Scroll to location for active tiddler

Hi. I’m finding that although I have a top padding on my “river”, when a new tiddler is navigated to, that padding is ignored, such that it appears “higher” on the screen and closer to the top of the browser window than I would prefer. I’m wondering if this is a setting controlled by the Javascript, rather than CSS.

Hi Jennifer

The behavour I can see is that when I populate the story river with a fresh collection of tiddlers then there is a gap at the top but when I click on a link then yes the tiddler that is scrolled to can appear at the very top of the window with no gap.

I am using the word gap to cover padding or margins of any element that result in visual space between tiddlers and themselves or tiddlers and the top of the window.

I see using my browser inspector that tiddlers have a class tc-tiddler-frame which has a margin-bottom - in my case of 38px. So after the first Tiddler the inter-tiddler “gaps” are handled by that.

As far as the first displayed tiddler goes it will have no gap of it’s own with respect to the top of the window but it is contained within a section element and that has a top padding which results in a gap when the section is left unscrollled.

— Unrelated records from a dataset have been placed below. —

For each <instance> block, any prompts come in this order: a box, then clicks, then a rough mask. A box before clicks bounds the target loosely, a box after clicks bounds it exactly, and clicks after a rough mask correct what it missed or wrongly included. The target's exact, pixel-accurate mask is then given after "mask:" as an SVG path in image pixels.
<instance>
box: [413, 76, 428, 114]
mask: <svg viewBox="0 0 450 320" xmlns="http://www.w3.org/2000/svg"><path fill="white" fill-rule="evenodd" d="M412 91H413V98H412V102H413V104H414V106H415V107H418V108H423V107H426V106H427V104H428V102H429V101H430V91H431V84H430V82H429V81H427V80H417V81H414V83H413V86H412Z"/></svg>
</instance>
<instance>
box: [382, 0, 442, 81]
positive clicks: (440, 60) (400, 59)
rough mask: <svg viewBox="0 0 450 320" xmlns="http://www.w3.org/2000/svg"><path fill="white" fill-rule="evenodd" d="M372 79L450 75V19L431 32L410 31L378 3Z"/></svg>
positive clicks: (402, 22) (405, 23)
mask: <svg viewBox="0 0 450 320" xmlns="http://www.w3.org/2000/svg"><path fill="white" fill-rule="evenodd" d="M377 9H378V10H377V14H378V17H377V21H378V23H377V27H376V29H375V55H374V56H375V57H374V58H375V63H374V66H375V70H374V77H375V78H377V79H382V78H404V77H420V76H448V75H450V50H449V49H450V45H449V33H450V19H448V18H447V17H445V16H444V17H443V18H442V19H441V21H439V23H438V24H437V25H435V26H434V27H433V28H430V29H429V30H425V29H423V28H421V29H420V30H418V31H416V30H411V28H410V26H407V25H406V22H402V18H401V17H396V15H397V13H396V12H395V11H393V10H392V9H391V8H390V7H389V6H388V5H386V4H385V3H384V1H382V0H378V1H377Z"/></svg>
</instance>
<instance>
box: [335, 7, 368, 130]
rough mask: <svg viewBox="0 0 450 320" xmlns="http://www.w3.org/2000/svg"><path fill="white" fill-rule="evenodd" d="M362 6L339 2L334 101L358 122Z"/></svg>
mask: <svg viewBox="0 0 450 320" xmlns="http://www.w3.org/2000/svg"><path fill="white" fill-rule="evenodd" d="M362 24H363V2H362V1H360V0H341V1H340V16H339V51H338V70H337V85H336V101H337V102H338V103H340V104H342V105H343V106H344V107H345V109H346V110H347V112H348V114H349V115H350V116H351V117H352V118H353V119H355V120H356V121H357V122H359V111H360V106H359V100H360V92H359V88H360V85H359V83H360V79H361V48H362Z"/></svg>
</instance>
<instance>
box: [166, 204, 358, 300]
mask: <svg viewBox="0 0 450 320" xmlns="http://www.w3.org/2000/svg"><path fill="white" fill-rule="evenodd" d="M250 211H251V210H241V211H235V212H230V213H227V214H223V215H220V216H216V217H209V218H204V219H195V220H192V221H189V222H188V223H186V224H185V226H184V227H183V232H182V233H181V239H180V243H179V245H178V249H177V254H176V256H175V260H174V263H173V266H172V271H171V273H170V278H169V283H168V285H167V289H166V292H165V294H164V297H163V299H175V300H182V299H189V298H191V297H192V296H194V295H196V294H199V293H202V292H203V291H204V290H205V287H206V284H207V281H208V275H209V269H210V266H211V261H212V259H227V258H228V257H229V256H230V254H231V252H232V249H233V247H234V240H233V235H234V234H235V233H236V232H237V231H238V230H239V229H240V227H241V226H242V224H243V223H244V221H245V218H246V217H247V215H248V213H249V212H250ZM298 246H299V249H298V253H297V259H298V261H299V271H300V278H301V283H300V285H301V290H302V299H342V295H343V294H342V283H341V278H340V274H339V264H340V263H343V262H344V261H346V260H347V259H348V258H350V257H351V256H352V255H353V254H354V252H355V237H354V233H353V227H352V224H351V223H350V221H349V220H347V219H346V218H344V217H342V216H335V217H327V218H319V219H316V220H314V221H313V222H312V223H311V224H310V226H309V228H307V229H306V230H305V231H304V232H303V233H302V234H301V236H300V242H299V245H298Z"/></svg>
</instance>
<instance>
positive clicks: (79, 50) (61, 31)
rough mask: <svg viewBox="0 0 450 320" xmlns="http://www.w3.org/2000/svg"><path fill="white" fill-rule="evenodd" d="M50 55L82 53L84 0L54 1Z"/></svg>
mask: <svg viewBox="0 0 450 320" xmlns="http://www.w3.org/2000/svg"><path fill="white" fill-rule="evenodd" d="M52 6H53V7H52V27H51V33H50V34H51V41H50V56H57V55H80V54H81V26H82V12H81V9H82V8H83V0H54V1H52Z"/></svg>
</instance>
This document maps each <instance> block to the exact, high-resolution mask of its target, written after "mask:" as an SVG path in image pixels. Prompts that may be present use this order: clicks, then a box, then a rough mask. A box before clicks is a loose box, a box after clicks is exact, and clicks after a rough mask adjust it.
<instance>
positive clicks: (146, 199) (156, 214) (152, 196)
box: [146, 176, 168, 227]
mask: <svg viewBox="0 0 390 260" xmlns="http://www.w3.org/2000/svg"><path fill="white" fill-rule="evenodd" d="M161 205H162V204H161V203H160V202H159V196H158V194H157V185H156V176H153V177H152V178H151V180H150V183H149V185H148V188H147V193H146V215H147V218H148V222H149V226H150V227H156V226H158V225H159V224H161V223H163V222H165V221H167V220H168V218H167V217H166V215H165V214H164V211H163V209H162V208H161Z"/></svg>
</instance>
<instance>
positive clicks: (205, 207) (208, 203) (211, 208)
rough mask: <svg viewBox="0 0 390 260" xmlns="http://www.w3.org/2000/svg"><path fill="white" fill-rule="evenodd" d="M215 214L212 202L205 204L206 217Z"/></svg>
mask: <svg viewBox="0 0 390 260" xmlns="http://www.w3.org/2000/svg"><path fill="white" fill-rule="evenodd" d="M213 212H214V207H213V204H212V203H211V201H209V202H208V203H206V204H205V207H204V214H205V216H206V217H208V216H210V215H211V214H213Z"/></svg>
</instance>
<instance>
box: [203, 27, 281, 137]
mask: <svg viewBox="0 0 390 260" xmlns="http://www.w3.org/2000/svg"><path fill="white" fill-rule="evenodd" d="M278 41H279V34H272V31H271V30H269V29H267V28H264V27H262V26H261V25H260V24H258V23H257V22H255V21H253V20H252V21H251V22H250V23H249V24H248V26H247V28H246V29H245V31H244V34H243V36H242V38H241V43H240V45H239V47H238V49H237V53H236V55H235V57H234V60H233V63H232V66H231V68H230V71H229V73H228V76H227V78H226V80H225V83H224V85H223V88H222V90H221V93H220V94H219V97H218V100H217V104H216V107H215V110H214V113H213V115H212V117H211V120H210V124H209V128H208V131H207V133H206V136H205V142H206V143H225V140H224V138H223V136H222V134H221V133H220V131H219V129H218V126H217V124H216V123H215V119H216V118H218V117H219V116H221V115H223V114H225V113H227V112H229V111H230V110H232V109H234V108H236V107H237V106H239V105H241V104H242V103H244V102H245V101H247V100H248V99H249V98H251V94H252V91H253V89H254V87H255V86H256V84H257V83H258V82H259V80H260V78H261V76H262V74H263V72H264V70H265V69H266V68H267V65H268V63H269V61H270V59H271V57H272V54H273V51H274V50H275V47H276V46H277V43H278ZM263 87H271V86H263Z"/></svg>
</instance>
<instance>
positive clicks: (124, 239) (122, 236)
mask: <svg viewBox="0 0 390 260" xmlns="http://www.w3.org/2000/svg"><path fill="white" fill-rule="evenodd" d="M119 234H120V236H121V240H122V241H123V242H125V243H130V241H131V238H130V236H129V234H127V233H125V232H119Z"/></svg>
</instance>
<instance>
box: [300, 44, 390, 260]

As soon as a scroll occurs then when I use my browser inspector to colour the section element padding then of course I can watch the top padding owned by the section element being scrolled out of view - that is as expected.

It would seem in your case you need to find an appropriate container (div or other) higher up to add a gap to - one that is not affected by the scroll.

Playing around in my browser inspector I added padding-top to the containing iframe that has id #tid-main-wiki-file-viewer and indeed that achieves a static gap at the top which might be what you want*.

If user browser developer tools then it’s probably a good idea to playaround changing the CSS experimentally to see if you can achieve what you want.

*But is it what you want?..

As far as I can see the issue you have is that any fixed padding will always be there and will contribute to the overall top gap in all situations so it’s unlikely that you will achieve a constant visual gap - some of the time according to the scroll a tiddler bottom margin will appear contiguous with whatever additional fixed gap you introduce and sometimes it will not - whenever you scroll elements with gaps that scroll against a non-scrolling container with padding or margins this will occur.

I think some people would consider the current situation natural - however large the gaps you leave between paragraphs in a word processor any scrolling will risk the first displayed paragraph having no top gap unless the surrounding fixed container has a constant padding or margin.

Hi, Do you have the same behaviour on tiddlywiki.com? … I can’t replicate the problem there?

Thank you @jonnie45 for your response. I think I see what you are saying. I will take your insights with me when I approach the design again. The issue seems to be finding a way to create a “bumper” that does not overly inflate the default space between tiddlers, which is I think, as you suggest, driven by the padding on the tiddler frame class.

@pmario I am not sure you would see this on tiddlywiki.com unless it was a TW that has an adjustment to the layout that gives the default view of both the sidebar and the river a significant amount of white space at the top of the browser window. You can see it on my site: Jennifer's Notebook — Hypertext, realized

It’s a very fine point indeed and I will continue to play with it.

Update: I found this in the documentation:

https://tiddlywiki.com/static/Hidden%20Setting%3A%20Scroll%20Top%20Adjustment.html

There’s a provision in the scroll code to look for an element named “.tc-adjust-top-of-scroll” as part of the tags/pagetemplate cascade. If it finds an element of that class, it will offset its scroll to destination by that element’s height. Perfect!